KAD-FoodHazard is an advanced pipeline developed for SemEval-2025 Task 9, focusing on enhancing food hazard detection through Knowledge-Augmented Data (KAD). By integrating Retrieval-Augmented Generation (RAG) with Large Language Models (LLMs) and fine-tuning techniques, this system addresses challenges such as class imbalance and hallucination in food incident reports.

Pipeline Components

  • KnowledgeAugmentedData: Augments training data using RAG and domain-specific knowledge.
  • FineTuneFoodHazard: Fine-tunes models on the enriched dataset to improve classification accuracy.

Features

  • Retrieval-Augmented Generation (RAG) utilizing the PubMed API for domain-specific knowledge.
  • LLM-based data augmentation employing models like Llama 3.1 and Mixtral.
  • Validation filtering to ensure high-quality augmented data.
  • Fine-tuning of state-of-the-art models such as PubMedBERT and Gemini Flash.
  • Ensemble strategies for robust predictions.

System Architecture

The system follows four key steps:

  1. Information Retrieval: Retrieves relevant documents from external sources like PubMed.
  2. Data Generation: Uses LLMs to generate augmented samples based on retrieved knowledge.
  3. Validation Filtering: Filters low-quality data using a scoring system to ensure dataset integrity.
  4. Fine-Tuning: Trains models on the enriched dataset and employs ensemble strategies for improved performance.

System Architecture

Installation

Step 1: Install Python Environments

Clone the repository and set up the required environments:

# Clone the repository
git clone https://github.com/phanben110/KAD-FoodHazard.git
cd KAD-FoodHazard

# Install KnowledgeAugmentedData environment
conda env create -f augLLMs.yml

Step 2: Install Ollama

Install Ollama, a tool for managing LLMs locally:

curl -fsSL https://ollama.com/install.sh | sh

# Download required LLMs
ollama pull llama3.1:8b
ollama pull mixtral

Step 3: Install Google Cloud SDK

Follow the official Google Cloud SDK installation guide.

Usage

1. KnowledgeAugmentedData

This module generates high-quality augmented data using Retrieval-Augmented Generation (RAG).

Steps:

  1. Navigate to the KnowledgeAugmentedData directory:

    cd KnowledgeAugmentedData
  2. Configure the augmentation settings in config/augmentation_cfg.yaml.

  3. Run the main script to generate augmented data:

    python main.py --config ./../config/augmentation_cfg.yaml --task SemEval_2025_task9 --aug

Output: Augmented data will be saved in datasets/SemEval_2025_task9/demo_augmentation_llama3.1:8b.

2. FineTuneFoodHazard

Once the augmented data is ready, fine-tune models for food hazard detection.

Steps:

  1. Navigate to the FineTuneFoodHazard directory:

    cd FineTuneFoodHazard
  2. Update the fine-tuning configuration in config/finetune_cfg.yaml (e.g., specify model type, dataset paths).

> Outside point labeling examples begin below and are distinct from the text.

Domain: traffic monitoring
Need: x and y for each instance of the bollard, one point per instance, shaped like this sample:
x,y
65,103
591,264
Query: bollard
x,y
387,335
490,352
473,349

  3. Run the fine-tuning script:

    python main.py --config ./../config/finetune_cfg.yaml

Demo

💻 Watch our system in action: YouTube Demo

Authors

  • Ben Phan
    Master in Computer Science at National Cheng Kung University.

  • Jung-Hsien Chiang
    Distinguished Professor at the Department of Computer Science and Information Engineering, NCKU.

About

This is the repository of the MyMy team, ranked Top 2 in Subtask 1 and Top 2 in Subtask 2 at the SemEval 2025 Task 9: Food Hazard Detection Challenge.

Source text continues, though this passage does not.